『“医学監修”って書いてあるけど誰?〜その権威、本物ですか?〜』


◆ なぜ「医学監修」って書いてあると安心してしまうのか?

テレビやネット広告、サプリのパッケージ、育児系メディア…。
気づけばどこにも「医学監修」「医師監修」「医療専門家によるチェック済み」なんて文字が踊っています。

でも、その“監修した人”って一体誰?本当に存在するの?
私たちはつい、「医学って書いてあるから信頼できるに違いない」と思い込みがち。
これはいわゆる【権威バイアス】という心理トリックです。


◆ 医学監修の正体①:「名前を出さない」ケースは超要注意

「医師監修」と書いてあるのに、肝心の医師の名前が一切出ていない
これ、実はかなり危険なパターンです。

なぜなら――

  • 実際には監修なんてしていない可能性もある

  • 医師ではなく「自称・専門家」「資格を持っていない人」の監修もある

  • 監修したとされる人が“買える肩書”を使っているだけの可能性もある(後述)

つまり「肩書の捏造」「監修名義の使い回し」なんてこともザラにあるんです。

 

 


◆ 医学監修の正体②:「名前が出ていても検索してみて」

名前が出ていても安心はできません。
たとえば、「○○クリニック 院長 ○○○○ 監修」と書いてあっても、それが本当に医師か、開業しているのか、厚労省の医師登録データベースなどで検索すればすぐに分かります。

さらに、

  • 記事の内容と専門分野が一致しているか?(皮膚科の医師が腸活について語っていないか?)

  • 医療資格はあるが、アフィリエイトにどっぷりな“メディカルインフルエンサー”ではないか?

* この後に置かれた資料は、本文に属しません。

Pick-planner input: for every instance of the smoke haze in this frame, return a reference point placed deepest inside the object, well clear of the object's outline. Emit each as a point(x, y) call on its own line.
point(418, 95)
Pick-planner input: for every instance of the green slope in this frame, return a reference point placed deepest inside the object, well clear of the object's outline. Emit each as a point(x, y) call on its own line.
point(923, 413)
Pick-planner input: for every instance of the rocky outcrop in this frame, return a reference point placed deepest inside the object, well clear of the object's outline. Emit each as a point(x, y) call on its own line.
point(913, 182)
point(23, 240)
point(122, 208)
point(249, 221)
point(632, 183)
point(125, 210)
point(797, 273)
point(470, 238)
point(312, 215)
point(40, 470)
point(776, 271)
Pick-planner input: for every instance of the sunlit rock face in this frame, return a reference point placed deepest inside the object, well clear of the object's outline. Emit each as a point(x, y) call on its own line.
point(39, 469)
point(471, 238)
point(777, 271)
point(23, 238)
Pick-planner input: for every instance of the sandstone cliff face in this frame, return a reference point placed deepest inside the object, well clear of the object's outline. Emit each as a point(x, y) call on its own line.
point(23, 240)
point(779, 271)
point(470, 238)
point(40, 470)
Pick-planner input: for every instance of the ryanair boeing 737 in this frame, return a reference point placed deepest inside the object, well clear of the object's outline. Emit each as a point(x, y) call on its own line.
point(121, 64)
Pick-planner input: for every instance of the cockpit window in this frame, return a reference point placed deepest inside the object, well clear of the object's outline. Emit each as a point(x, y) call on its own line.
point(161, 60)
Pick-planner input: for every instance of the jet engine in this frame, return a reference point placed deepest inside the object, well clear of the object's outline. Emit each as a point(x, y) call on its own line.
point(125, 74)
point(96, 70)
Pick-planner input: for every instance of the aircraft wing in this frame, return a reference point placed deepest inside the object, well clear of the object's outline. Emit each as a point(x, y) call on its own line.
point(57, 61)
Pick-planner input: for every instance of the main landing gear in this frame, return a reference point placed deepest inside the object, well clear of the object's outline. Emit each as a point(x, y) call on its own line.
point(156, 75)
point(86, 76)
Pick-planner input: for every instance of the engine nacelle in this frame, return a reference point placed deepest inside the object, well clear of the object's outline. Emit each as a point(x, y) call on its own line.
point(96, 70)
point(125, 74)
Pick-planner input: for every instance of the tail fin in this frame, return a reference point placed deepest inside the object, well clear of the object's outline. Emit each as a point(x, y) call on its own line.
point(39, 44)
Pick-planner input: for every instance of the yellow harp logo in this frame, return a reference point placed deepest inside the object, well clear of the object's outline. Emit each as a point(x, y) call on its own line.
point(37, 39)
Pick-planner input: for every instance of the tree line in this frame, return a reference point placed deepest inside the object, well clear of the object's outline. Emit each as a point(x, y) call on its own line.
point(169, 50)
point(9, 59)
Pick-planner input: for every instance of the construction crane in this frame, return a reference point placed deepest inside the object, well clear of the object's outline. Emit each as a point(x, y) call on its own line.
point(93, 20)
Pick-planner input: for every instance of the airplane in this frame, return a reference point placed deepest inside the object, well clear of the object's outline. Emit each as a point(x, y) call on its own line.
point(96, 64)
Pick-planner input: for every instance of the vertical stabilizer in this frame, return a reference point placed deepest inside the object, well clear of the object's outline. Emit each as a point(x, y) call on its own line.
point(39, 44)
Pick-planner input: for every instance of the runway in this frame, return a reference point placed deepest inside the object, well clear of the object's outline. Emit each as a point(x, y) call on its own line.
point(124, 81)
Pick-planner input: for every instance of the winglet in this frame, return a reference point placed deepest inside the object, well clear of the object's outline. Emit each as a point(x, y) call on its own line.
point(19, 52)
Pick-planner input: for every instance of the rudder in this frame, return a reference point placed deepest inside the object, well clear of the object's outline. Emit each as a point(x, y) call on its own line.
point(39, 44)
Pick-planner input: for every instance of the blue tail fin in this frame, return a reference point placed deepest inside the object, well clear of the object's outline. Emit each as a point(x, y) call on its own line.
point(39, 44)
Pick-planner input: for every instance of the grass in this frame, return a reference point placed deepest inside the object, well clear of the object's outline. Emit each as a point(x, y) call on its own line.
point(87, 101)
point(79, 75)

など、“肩書がある”と“信頼できる”は別問題という視点が大切です。


◆ 「監修=中身を保証している」は大間違い!

意外と知られていませんが、「監修」という言葉には法的な定義がないため、
「医師に一度内容を読んでもらいました」だけでも“監修済み”と名乗れてしまうのです。

つまり――

  • 医師がしっかり校正・内容確認した保証はない

  • 内容の誤りを医師が責任を持っているとは限らない

  • PR案件として、報酬をもらって名前を貸している場合もある

こういった背景があるからこそ、“監修”という言葉だけで安心してはいけません

 

 


◆ じゃあ、どうやって見極めればいいの?

✅ チェックポイント

  • 医師のフルネームと所属先が明記されているか

  • その医師の専門と、記事や商品の内容が一致しているか

  • 医師の名前を検索したときの信頼性(クリニックHPや論文・実績など)

  • SNSなどでの発信が「科学的かどうか」「ビジネス色が強すぎないか」

たとえば、“漢方医”や“統合医療”といった言葉を使っていても、
「医学部出身ではなく、セミナー受講で名乗っている人」もいたりします。
注意深く見ていきましょう。


◆ なぜ「信じたくなるのか」も理解しよう

最後に少し心理学の話。

不安があるとき、人は【白衣を着た人】【肩書がある人】を信じやすくなります。
「なんとかしたい」「治したい」「効果があると信じたい」――
その気持ちに**“監修”という言葉がそっと寄り添ってくる**わけです。

でも、あなたの健康やお金を守れるのは、最後はあなたの冷静な目なんです。


◆ まとめ:監修を“鵜呑みにしない”だけでも防げる被害は多い

「医学監修だから安心」ではなく、
「医学監修って書いてあるけど、それ誰?」と、一歩立ち止まる力を持ちましょう。

信じるより、調べる。
「検索力」こそ、令和の健康を守る最大の武器です。